LFIT - interactive linear least-squares fitting

LFIT
interactive linear least-squares fitter

Version 1.8 (1996 July 17)

LFIT is a general interactive tool for performing simple linear least-squares fits to X and Y data, with or without uncertainties. Below is a brief description of how to run LFIT. It is assumed that the user is at least conversant in the general theory and practice of least-squares fitting (e.g., as described by Bevington or in Numerical Recipes).

Index:

Input Data Format
Running LFIT
Entering Data
Fitting Options
Line Fits
Polynomial Fits
Fit Results
Refining your Fit
Clean Up
LFIT Heritage

Input Data Format

LFIT wants data in the form of ASCII tables organized into columns with no blank lines. A typical file of (x,y,sigma-y) data pairs might look like

   2.00  3.45  0.01  14.5
   3.00  4.53  0.02  16.7
   4.00  5.39  0.01 -18.6
   ...

where the columns are separated by one or more spaces, and the data values are valid floating-point numbers. TABS or commas (,) are not recognized by LFIT as "separator" characters.

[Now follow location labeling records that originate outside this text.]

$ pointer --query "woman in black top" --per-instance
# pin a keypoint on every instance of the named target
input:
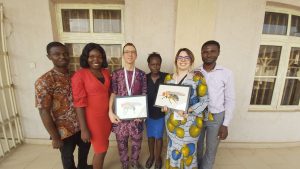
(155, 122)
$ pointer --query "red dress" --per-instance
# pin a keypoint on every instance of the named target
(93, 95)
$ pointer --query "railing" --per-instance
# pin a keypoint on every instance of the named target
(10, 128)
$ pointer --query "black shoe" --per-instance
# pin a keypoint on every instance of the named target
(137, 165)
(158, 164)
(149, 163)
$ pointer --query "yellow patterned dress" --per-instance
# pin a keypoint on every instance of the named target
(183, 134)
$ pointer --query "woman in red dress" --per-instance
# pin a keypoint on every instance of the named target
(90, 87)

Data files must contain at least 2 columns (for a minimal unweighted LSF) up to a maximum of 20 columns. Data files may contain no more than 2048 lines of data, and (x,y,sigma-y) data sets must be contiguous (i.e., you cannot combine columns of numbers).

Data files may contain headers at the very top of the file. As part of the data entry dialog described below, you can specify how many lines at the top of a file to skip before reading in the data. However, there may be no header lines anywhere else in the file.

[Index]

Running LFIT

If LFIT is installed on your machine, it should be in the directory

   /usr/local/pkg/bin/lfit

If so, then to run LFIT, go to the directory with your data files and type:

   lfit

You will see the welcome message with the latest release number and date:

    LFIT - Interactive Linear Least Squares
    (Version 1.8 - 1996 July 17)

and receive the first prompt:

    LickMongo Terminal Type <1:14> [11] ?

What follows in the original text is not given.